La deuxième cause du mensonge chez l’enfant peut être une sévérité exagérée et une pression dans la recherche de la perfection. La peur devant l’adulte stoïque, restrictif (qui n’entend pas ce que l’enfant éprouve, ni ce dont il a besoin) pousse l’enfant au mensonge, et à développer sa capacité à mentir comme une forme de débrouillardise face à l’oppression.

Il ne s’est rien passé!

Pour finir, voici une dernière réflexion résultant de la longue expérience liée à notre programme Comment parler pour que les enfants nous écoutent, comment écouter pour que les enfants nous parlent?

Que se produit-il lorsque nous nions ce que l’enfant éprouve? D’une certaine façon, nous lui faisons entendre les PREMIERS mensonges! «Ca ne fait pas mal!», «C’est délicieux!», «Il ne s’est rien passé!», etc. Il semble alors que nous lui mentions «depuis le début». L’enfant sent la douleur, et nous lui disons «Ca ne fait pas mal!». L’enfant s’est écorché le genou, et nous lui disons «iI ne s’est rien passé». Comment ça, rien passé? Il s’est bien passé quelque chose! Et voilà qu’un être proche – et c’est bien cela qui est terrible et étrange: le père, la mère – lui ment! Bien sûr, «de bonne foi» et «pour le bien de l’enfant»! «Ce n’est qu’un petit mensonge de rien du tout! Pour lui rendre service…» Il est bon de se poser la question: qui est l’enfant pour nous dans cette relation (à nos yeux, dans notre compréhension)quand nous lui parlons ainsi? Comment nous, adultes, les comprenons-nous, les traitons-nous?
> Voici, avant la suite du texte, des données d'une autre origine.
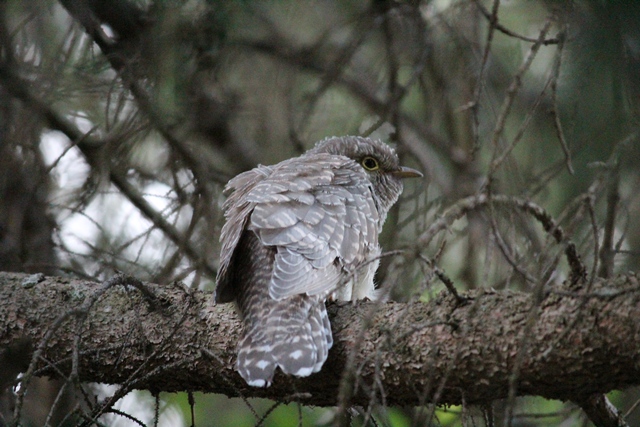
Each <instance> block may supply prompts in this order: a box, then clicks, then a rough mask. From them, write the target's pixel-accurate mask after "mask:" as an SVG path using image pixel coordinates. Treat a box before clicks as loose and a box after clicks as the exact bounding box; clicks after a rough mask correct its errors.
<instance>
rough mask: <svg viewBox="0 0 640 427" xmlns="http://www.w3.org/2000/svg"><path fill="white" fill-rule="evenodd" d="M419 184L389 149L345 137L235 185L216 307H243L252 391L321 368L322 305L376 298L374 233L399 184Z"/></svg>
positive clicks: (226, 228)
mask: <svg viewBox="0 0 640 427" xmlns="http://www.w3.org/2000/svg"><path fill="white" fill-rule="evenodd" d="M420 176H422V174H421V173H420V172H418V171H416V170H414V169H410V168H407V167H403V166H400V164H399V160H398V156H397V155H396V153H395V151H394V150H393V149H392V148H391V147H389V146H388V145H386V144H384V143H382V142H380V141H377V140H373V139H369V138H362V137H357V136H346V137H333V138H327V139H325V140H323V141H320V142H318V143H317V144H316V145H315V147H314V148H312V149H311V150H309V151H307V152H306V153H304V154H303V155H302V156H300V157H295V158H292V159H289V160H285V161H283V162H280V163H278V164H276V165H273V166H258V167H257V168H255V169H253V170H250V171H247V172H244V173H242V174H240V175H238V176H236V177H235V178H233V179H232V180H231V181H229V183H228V184H227V186H226V188H225V192H226V193H228V194H229V197H228V199H227V200H226V202H225V204H224V206H223V209H224V214H225V218H226V223H225V225H224V226H223V228H222V234H221V237H220V240H221V243H222V249H221V253H220V269H219V271H218V277H217V288H216V294H215V300H216V302H218V303H224V302H231V301H235V302H236V303H237V305H238V307H239V310H240V314H241V315H242V318H243V321H244V333H243V337H242V339H241V340H240V341H239V344H238V360H237V364H236V367H237V369H238V372H239V373H240V375H241V376H242V378H244V379H245V381H246V382H247V383H248V384H249V385H251V386H257V387H268V386H269V385H270V384H271V381H272V379H273V375H274V372H275V369H276V367H278V366H279V367H280V369H281V370H282V371H283V372H284V373H286V374H291V375H296V376H300V377H304V376H308V375H310V374H311V373H313V372H318V371H319V370H320V368H321V367H322V364H323V363H324V362H325V360H326V359H327V354H328V351H329V349H330V348H331V346H332V344H333V337H332V335H331V325H330V324H329V318H328V316H327V311H326V308H325V300H326V299H327V297H329V296H332V297H334V298H336V299H339V300H355V299H359V298H365V297H368V298H371V299H375V292H374V285H373V276H374V274H375V271H376V269H377V268H378V256H379V255H380V246H379V244H378V234H379V233H380V231H381V230H382V224H383V223H384V221H385V218H386V216H387V212H388V211H389V208H391V206H392V205H393V204H394V203H395V202H396V201H397V200H398V197H399V196H400V193H401V192H402V179H403V178H408V177H420Z"/></svg>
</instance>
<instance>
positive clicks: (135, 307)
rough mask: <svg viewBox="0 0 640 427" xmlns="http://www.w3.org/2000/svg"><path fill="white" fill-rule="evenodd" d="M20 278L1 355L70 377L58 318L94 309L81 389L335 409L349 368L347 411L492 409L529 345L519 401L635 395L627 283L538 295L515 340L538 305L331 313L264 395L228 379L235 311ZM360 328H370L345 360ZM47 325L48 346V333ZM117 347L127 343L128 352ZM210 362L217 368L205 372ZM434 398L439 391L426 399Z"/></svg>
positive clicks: (523, 301)
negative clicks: (286, 371) (121, 390)
mask: <svg viewBox="0 0 640 427" xmlns="http://www.w3.org/2000/svg"><path fill="white" fill-rule="evenodd" d="M26 277H27V276H26V275H24V274H13V273H1V274H0V282H1V283H2V286H0V301H3V304H2V305H0V319H1V322H2V323H0V328H1V329H0V330H2V331H3V333H2V335H0V347H1V348H5V347H6V346H7V345H10V344H11V343H13V342H16V341H17V340H20V339H24V338H25V337H27V338H28V339H29V340H31V341H32V342H33V343H35V348H37V349H38V351H39V352H40V355H42V356H43V357H45V358H46V360H49V361H51V362H50V363H51V365H48V364H44V363H42V362H38V364H37V366H35V367H34V369H33V370H32V372H33V374H34V375H54V376H55V375H56V372H57V371H58V370H59V371H61V372H64V373H67V372H69V370H70V369H71V366H72V354H73V347H74V340H75V336H76V332H77V331H76V327H75V325H76V322H75V319H76V318H75V316H74V315H69V316H66V317H64V318H63V317H61V316H60V314H59V313H60V307H67V310H68V313H71V314H73V313H79V312H81V311H82V310H85V309H87V308H88V307H89V308H90V310H89V311H88V312H87V313H86V318H85V319H84V322H85V324H86V325H87V327H86V328H83V329H82V331H81V333H82V336H81V340H80V344H79V347H80V348H79V351H78V356H79V369H78V376H79V379H80V381H96V382H104V383H116V384H127V387H126V389H131V388H146V389H150V390H155V391H169V392H170V391H179V390H184V389H189V390H191V391H205V392H217V393H224V394H227V395H229V396H238V395H241V396H244V397H269V398H271V399H276V400H280V401H283V400H284V399H290V397H291V395H292V390H295V392H296V393H302V394H299V396H304V399H303V400H302V403H305V404H310V405H335V404H336V400H335V399H336V396H337V395H338V387H339V384H340V375H338V373H339V372H342V371H343V369H344V368H345V366H346V365H347V360H348V359H349V357H353V364H354V366H355V367H356V369H357V372H358V382H357V384H355V386H354V388H353V390H352V393H353V394H352V398H351V399H350V400H351V403H353V404H356V405H357V404H360V405H366V404H367V402H370V399H371V395H370V393H369V392H368V391H367V390H369V389H370V388H369V387H370V386H373V385H374V384H379V387H382V390H384V393H385V400H386V402H387V404H389V405H415V404H417V403H418V401H419V399H420V398H421V397H423V398H425V401H424V402H432V403H437V404H459V403H461V401H462V399H463V394H464V399H465V400H466V402H467V403H482V402H484V403H487V402H491V401H493V400H494V399H497V398H504V397H506V396H507V394H508V391H509V382H510V378H511V375H512V370H513V363H514V358H515V357H516V355H518V354H519V353H520V350H519V349H520V348H521V346H523V345H525V344H524V342H523V341H522V340H523V339H526V341H527V342H526V351H524V352H522V353H521V360H520V363H519V373H518V378H517V385H518V386H517V393H518V395H527V394H537V395H541V396H544V397H547V398H556V399H577V400H579V397H580V396H582V398H584V399H587V398H588V397H589V396H592V395H594V394H596V393H600V394H601V393H604V392H608V391H610V390H612V389H620V388H624V387H627V386H631V385H639V384H640V367H638V365H637V363H636V359H637V354H638V352H639V351H640V348H638V345H639V344H638V343H640V323H638V322H637V321H636V320H635V319H638V317H639V316H640V280H639V278H638V277H637V276H635V275H629V276H625V277H620V278H618V279H615V280H610V281H601V282H596V285H594V287H593V289H592V290H591V292H590V294H581V293H577V292H569V291H562V292H558V293H556V292H554V291H551V292H546V293H545V294H544V297H543V299H542V303H541V304H540V305H539V306H538V308H537V310H538V312H537V315H536V316H535V321H533V322H531V325H530V334H529V335H528V336H527V337H522V334H521V333H520V332H519V331H521V329H522V327H523V322H525V321H526V319H527V318H528V313H530V312H531V310H532V307H533V306H534V305H535V304H536V302H535V301H534V298H535V296H532V295H527V294H523V293H516V292H508V293H496V292H492V291H478V292H474V293H471V294H470V295H469V297H470V298H472V299H473V304H468V305H464V306H460V305H459V304H458V303H457V301H456V300H455V298H453V297H452V296H449V295H440V296H439V297H437V298H435V299H434V300H433V301H432V302H430V303H414V304H399V303H389V304H384V305H379V304H368V303H361V304H358V305H357V306H353V305H343V306H340V307H339V306H337V305H331V306H330V307H329V311H330V313H331V317H332V325H333V329H334V334H335V342H336V343H335V346H334V348H333V349H332V350H331V353H330V356H329V359H328V361H327V364H326V365H325V366H324V367H323V369H322V371H321V372H320V373H319V374H316V375H314V376H312V377H310V378H303V379H295V378H291V377H286V376H283V375H280V374H278V375H277V376H276V378H275V381H274V384H273V386H272V387H271V388H268V389H257V388H251V387H247V386H246V384H245V383H244V382H243V381H242V379H241V378H240V377H239V375H237V373H236V372H235V371H234V368H233V366H234V363H233V362H234V360H235V344H236V339H237V337H238V336H239V334H240V328H241V324H240V322H239V320H238V318H237V316H236V315H235V313H234V312H233V309H232V308H231V307H230V306H228V305H222V306H214V305H213V304H212V303H211V298H210V295H207V294H204V293H200V292H193V293H186V292H185V291H184V289H183V288H181V287H176V286H165V287H162V286H158V285H154V284H145V288H147V289H148V290H149V292H150V293H152V294H153V295H155V299H154V300H155V301H159V302H160V303H161V304H162V308H161V309H158V308H157V306H156V305H154V304H149V303H148V302H147V300H148V298H147V297H145V296H144V295H143V294H141V293H140V292H139V291H138V290H135V288H129V287H126V286H125V287H122V286H118V287H111V286H110V287H108V288H105V287H96V285H95V284H92V283H89V282H85V281H77V280H71V279H67V278H47V279H46V280H43V281H41V282H40V283H38V284H36V285H33V286H29V287H25V286H23V285H22V283H23V281H24V279H25V278H26ZM100 293H102V294H101V295H100ZM581 306H583V307H582V308H581ZM154 307H156V308H154ZM78 310H80V311H78ZM372 311H373V312H372ZM367 318H370V319H371V321H370V326H369V327H367V328H366V330H365V333H364V335H362V337H361V339H360V345H359V349H358V351H357V352H356V353H355V354H353V355H352V356H349V352H350V349H352V348H353V345H354V344H353V343H354V342H356V340H357V337H358V336H359V335H361V331H362V326H363V325H362V321H363V319H367ZM56 319H59V321H58V323H57V324H56V323H55V320H56ZM602 319H606V320H607V321H606V322H602V321H601V320H602ZM571 323H574V326H573V327H572V328H571V330H569V331H567V336H566V339H564V340H563V341H562V342H560V343H557V344H555V345H554V346H553V348H552V349H550V348H549V343H550V342H552V341H553V339H552V337H555V336H557V334H558V330H559V329H558V328H562V325H568V324H571ZM54 324H56V333H55V338H54V336H53V335H51V334H50V333H49V332H48V331H51V329H48V328H47V327H45V326H46V325H54ZM123 336H127V337H128V338H129V339H128V340H126V342H123V340H122V337H123ZM205 350H206V351H207V352H210V353H211V354H214V355H215V356H216V357H215V358H203V357H202V352H203V351H205ZM585 354H588V355H589V357H584V355H585ZM38 360H39V361H41V360H42V359H38ZM444 375H446V377H443V376H444ZM429 384H441V385H442V386H441V387H436V388H437V390H432V391H431V392H430V393H428V394H427V395H425V396H421V391H422V390H426V389H427V388H428V387H429ZM374 388H375V387H374ZM462 390H464V393H462ZM416 391H417V393H416ZM434 393H435V394H436V395H437V400H436V401H433V399H434Z"/></svg>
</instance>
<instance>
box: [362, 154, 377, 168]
mask: <svg viewBox="0 0 640 427" xmlns="http://www.w3.org/2000/svg"><path fill="white" fill-rule="evenodd" d="M360 164H362V166H363V167H364V168H365V169H366V170H368V171H374V170H378V169H379V168H380V165H379V164H378V160H376V159H375V158H373V157H370V156H367V157H365V158H364V159H362V161H361V162H360Z"/></svg>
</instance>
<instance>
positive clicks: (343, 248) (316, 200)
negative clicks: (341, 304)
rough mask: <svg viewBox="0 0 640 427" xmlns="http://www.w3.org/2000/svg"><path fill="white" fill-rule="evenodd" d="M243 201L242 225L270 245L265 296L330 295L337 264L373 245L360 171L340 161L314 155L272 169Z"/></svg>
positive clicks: (366, 187)
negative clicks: (252, 210) (271, 255)
mask: <svg viewBox="0 0 640 427" xmlns="http://www.w3.org/2000/svg"><path fill="white" fill-rule="evenodd" d="M244 203H245V204H247V205H248V206H249V205H250V206H252V208H253V212H252V213H251V219H250V222H249V224H248V226H249V228H250V229H251V230H253V231H254V232H255V233H256V234H257V235H258V236H259V238H260V240H261V241H262V243H263V244H265V245H267V246H273V247H276V249H277V252H276V256H275V262H274V269H273V274H272V278H271V282H270V285H269V292H270V295H271V297H272V298H275V299H281V298H284V297H286V296H289V295H295V294H301V293H306V294H308V295H314V294H319V293H324V292H329V291H333V290H335V289H336V287H337V285H338V284H339V283H338V282H339V279H340V274H341V270H342V266H343V265H349V264H351V263H353V262H359V261H362V260H363V259H364V257H365V254H366V252H367V251H368V250H370V249H371V248H372V247H374V246H375V247H377V243H378V233H377V227H378V221H379V218H378V211H377V209H376V206H375V201H374V199H373V194H372V190H371V188H370V184H369V180H368V179H367V177H366V176H365V172H364V171H363V170H361V169H360V168H359V167H358V166H357V164H356V163H355V162H353V161H352V160H350V159H348V158H347V157H343V156H336V155H330V154H314V155H308V156H304V157H302V158H295V159H290V160H287V161H285V162H282V163H280V164H278V165H276V166H274V167H273V171H272V173H271V175H270V176H269V177H268V178H266V179H263V180H261V181H260V182H257V183H256V184H255V185H254V186H253V187H252V188H251V190H250V191H249V192H248V193H247V194H246V198H244Z"/></svg>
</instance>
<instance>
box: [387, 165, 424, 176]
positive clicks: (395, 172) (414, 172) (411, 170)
mask: <svg viewBox="0 0 640 427" xmlns="http://www.w3.org/2000/svg"><path fill="white" fill-rule="evenodd" d="M392 173H393V174H394V175H395V176H397V177H400V178H422V177H423V176H424V175H422V173H421V172H420V171H417V170H415V169H412V168H408V167H406V166H401V167H400V170H397V171H395V172H392Z"/></svg>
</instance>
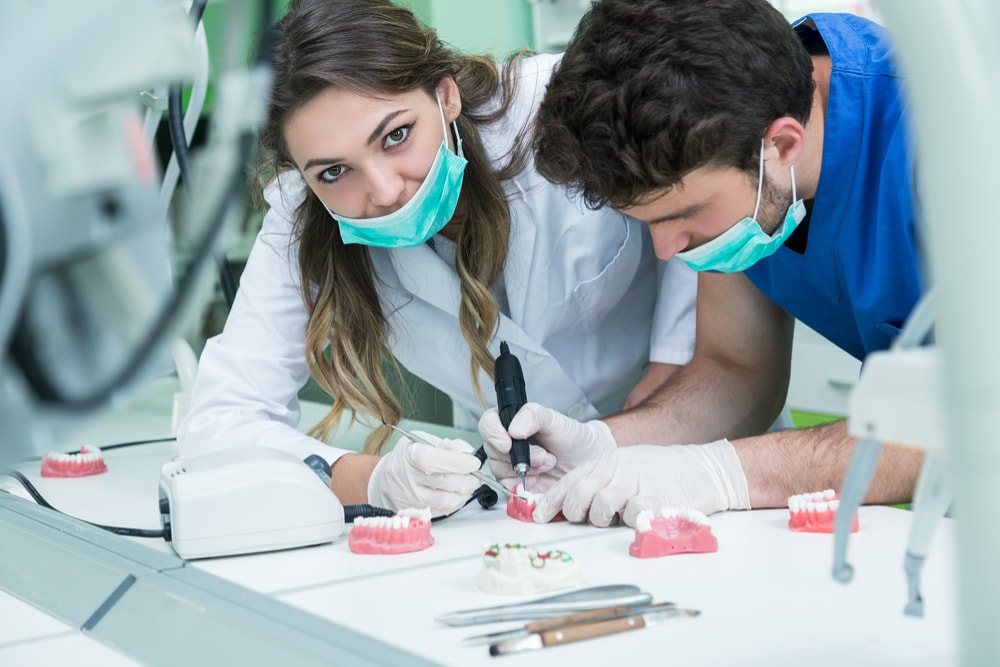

Janusz Korczak écrit: il n’y a pas d’enfants – il n’y a que des êtres humains, mais ayant une compréhension à une autre échelle, un autre bagage d’expériences, d’autres instincts, un autre jeu de sentiments. Comment nous sentirions-nous si quelqu’un nous disait «il ne s’est rien passé» lorsque nous éprouvons justement quelque chose de difficile ou de douloureux? A partir de ce qui nous a été rapporté par de nombreux parents avec lesquels nous avons eu la joie et l’honneur de travailler, nous pouvons dire qu’un grand changement de qualité de relation apparaît avec les enfants lorsque les parents acceptent cette proposition de mettre des mots sur les sentiments de l’enfant, et réfutant les mensonges usuels, osent dire: Cela fait mal. C’est triste. Il semble que ce soit difficile à supporter. Cette petite fille pourrait avoir très peur en observation chez le laryngologue (plutôt que «N’aie pas peur, cela ne fait pas ma»l). En entendant ces mots (la vérité!) l’enfant reçoit du soutien et trouve la force intérieure pour réussir à affronter ce qui est pour lui difficile. Quelque chose d’extraordinaire peut alors avoir (et a effectivement) lieu! Une femme russe, avec laquelle nous avons travaillé à Saint-Pétersbourg, nous racontait comment son fils de dix-huit ans, suite au changement d’approche de ses parents, leur avoua un peu plus tard avec tristesse: « Mais jusqu’à présent vous ne m’écoutiez jamais (autrement dit: vous ne m’entendiez pas)». La relation peut enfin se construire! Notre fille de quatre ans, après ce changement de «langage», réagit spontanément: «Merci maman pour ce que tu viens de me dire».

Il est plus qu’à propos de se rappeler les paroles de Jésus, rapportées dans l’Evangile selon saint Jean: la Vérité vous rendra libre. Cela peut être illustré ainsi: nous sortons de notre rôle de parent, et nous permettons à l’enfant de sortir de son rôle d’enfant. Une relation se construit alors. Nous pouvons accompagner l’enfant, cet homme «en devenir». Bien sûr, dans cet accompagnement, nous avons une tâche : définir un cadre, nommer et montrer les valeurs, distinguer ce qui est bien de ce qui est mal, témoigner de la confiance, de l’amour, de la tendresse, être présent, être attentif à ce qui se passe dans le monde de l’enfant. Sans oublier de prendre soin de soi, de son repos, de sa condition, de son développement personnel… Autrement dit, veiller à rester soi-même un homme «en devenir».


Jadwiga et Marcin Prokop. Mari et femme, parents de six enfants, et grands-parents de trois petits-enfants. Ils ont mis en place le programme «Ecole pour parents et éducateurs: Comment parler pour que les enfants nous écoutent, comment écouter pour que les enfants nous parlent?». Jadwiga est psychologue et s’occupe de la formation dans ce même programme. Depuis 1994, ils sont membres de la communauté de l’Emmanuel.